'I Am A Killer: Released': Meet Dale Sigler's pen pal Carole Whitworth who opened her house to convicted killer
Netflix's 'I Am A Killer: Released' follows the same lines as 'I Am A Killer', featuring interviews of convicted murderers. However, unlike the latter, this docuseries follows the story of Dale Wayne Sigler, who was convicted of capital murder in 1991 and sentenced to death. Sigler was on death row for three years before his lawyers successfully got his sentencing changed to life imprisonment after Texas changed its death penalty laws that year. The change is sentencing also meant that Sigler would be up for parole within 30 years.

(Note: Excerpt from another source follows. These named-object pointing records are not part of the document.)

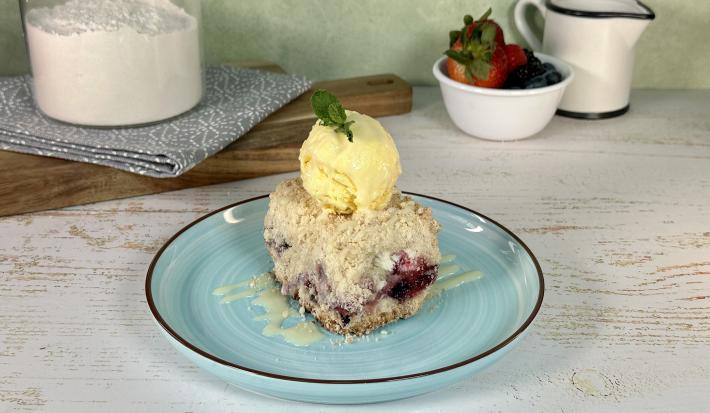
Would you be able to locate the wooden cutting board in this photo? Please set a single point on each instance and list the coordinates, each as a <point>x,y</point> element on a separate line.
<point>35,183</point>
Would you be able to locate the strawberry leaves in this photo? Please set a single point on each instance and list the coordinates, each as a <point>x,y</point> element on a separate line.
<point>473,46</point>
<point>328,109</point>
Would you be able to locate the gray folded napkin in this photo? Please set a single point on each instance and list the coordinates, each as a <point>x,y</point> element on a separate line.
<point>235,100</point>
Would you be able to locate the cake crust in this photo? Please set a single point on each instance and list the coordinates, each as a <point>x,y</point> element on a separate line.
<point>353,272</point>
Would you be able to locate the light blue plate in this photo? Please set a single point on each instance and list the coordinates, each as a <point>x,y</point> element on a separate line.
<point>452,337</point>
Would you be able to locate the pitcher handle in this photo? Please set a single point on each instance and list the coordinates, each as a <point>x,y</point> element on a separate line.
<point>522,24</point>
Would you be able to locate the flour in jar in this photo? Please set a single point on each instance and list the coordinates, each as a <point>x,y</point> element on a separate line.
<point>111,63</point>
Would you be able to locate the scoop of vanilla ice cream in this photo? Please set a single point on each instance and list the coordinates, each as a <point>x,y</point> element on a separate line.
<point>346,176</point>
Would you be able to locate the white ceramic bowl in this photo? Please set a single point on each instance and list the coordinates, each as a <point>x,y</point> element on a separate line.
<point>502,114</point>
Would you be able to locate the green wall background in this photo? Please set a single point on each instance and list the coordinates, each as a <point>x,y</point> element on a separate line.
<point>338,38</point>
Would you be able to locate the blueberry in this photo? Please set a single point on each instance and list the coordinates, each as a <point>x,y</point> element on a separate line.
<point>552,77</point>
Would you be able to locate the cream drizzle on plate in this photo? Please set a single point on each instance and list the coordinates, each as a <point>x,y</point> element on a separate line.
<point>277,308</point>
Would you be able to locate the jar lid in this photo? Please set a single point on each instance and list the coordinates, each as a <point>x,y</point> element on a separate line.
<point>602,8</point>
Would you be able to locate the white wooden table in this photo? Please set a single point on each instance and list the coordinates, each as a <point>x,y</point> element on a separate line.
<point>617,211</point>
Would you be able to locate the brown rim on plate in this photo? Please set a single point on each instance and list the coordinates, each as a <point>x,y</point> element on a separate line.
<point>190,346</point>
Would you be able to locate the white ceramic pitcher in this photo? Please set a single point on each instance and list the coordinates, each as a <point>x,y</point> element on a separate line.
<point>598,38</point>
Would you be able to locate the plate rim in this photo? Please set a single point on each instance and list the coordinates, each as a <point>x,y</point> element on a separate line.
<point>184,342</point>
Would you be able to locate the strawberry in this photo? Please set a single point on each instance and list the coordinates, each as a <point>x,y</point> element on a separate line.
<point>516,56</point>
<point>476,54</point>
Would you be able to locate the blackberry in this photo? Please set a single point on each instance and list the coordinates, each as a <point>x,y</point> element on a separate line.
<point>518,78</point>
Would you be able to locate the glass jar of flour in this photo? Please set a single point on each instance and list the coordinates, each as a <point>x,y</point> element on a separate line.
<point>114,62</point>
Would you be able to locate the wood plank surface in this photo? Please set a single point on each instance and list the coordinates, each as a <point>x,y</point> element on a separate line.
<point>34,183</point>
<point>617,211</point>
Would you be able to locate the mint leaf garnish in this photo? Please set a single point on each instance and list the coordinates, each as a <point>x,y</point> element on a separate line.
<point>328,109</point>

Sigler was sentenced to death row in 1991 on the killing of John William Zeltner Jr, a sandwich shop clerk. According to court documents, Sigler shot Zeltner multiple times, emptying the gun a friend provided him with, and then stealing approximately $450 from the cash register at the Subway shop. Sigler had confessed to the robbery and murder when he was arrested six days later. Sigler reportedly boasted after committing the murder to his friends, one of whom tipped off the police. It was also known that Sigler and Zeltner had known each other. Sigler was 21 years old at the time, Zeltner was a few weeks shy of turning 31 years old.
During his incarceration, Sigler says he turned his life around when he heard a guard refer to him as a "dead man walking." He then devoted much of his time to religion, spending three to four hours "studying the word of God." He later became an ordained minister. While in prison, he also met Carole Whitworth, a woman roughly 20 years his senior. Whitworth was visiting her own stepson when she met Sigler, and on her stepson's request began exchanging letters with Sigler, with whom she had exchanged over 200 letters.
When Sigler was up for parole, he requested Whitworth -- whom he calls Mama Carole -- whether he could put her address down as his permanent address while on parole, which required him to be within the state of Texas. Sigler's own mother was in California and stopped visiting in 1997 when her failing health prevented her from doing so. Whitworth agreed to Sigler's request and we even see her speaking of her faith in Sigler to her grandson and his girlfriend. In a conversation that the grandson and his girlfriend have later outside Whitworth's home, while the grandson says, "People change," his girlfriend replies, "Not really."
Later, when Sigler tells the camera that the robbery was not the actual crime and was done to cover up the murder, Whitworth seems to be supportive of him, inviting her family around to meet him. The docuseries also shows Sigler looking through Whitworth's high school yearbook and joking that if he were 19 years old at the time (the yearbook was dated 1967, the year Sigler was born), he would have pursued her. Today, Sigler is still leaving with Whitworth but hopes to move into a home of his own.
'I Am A Killer: Released' is now streaming on Netflix.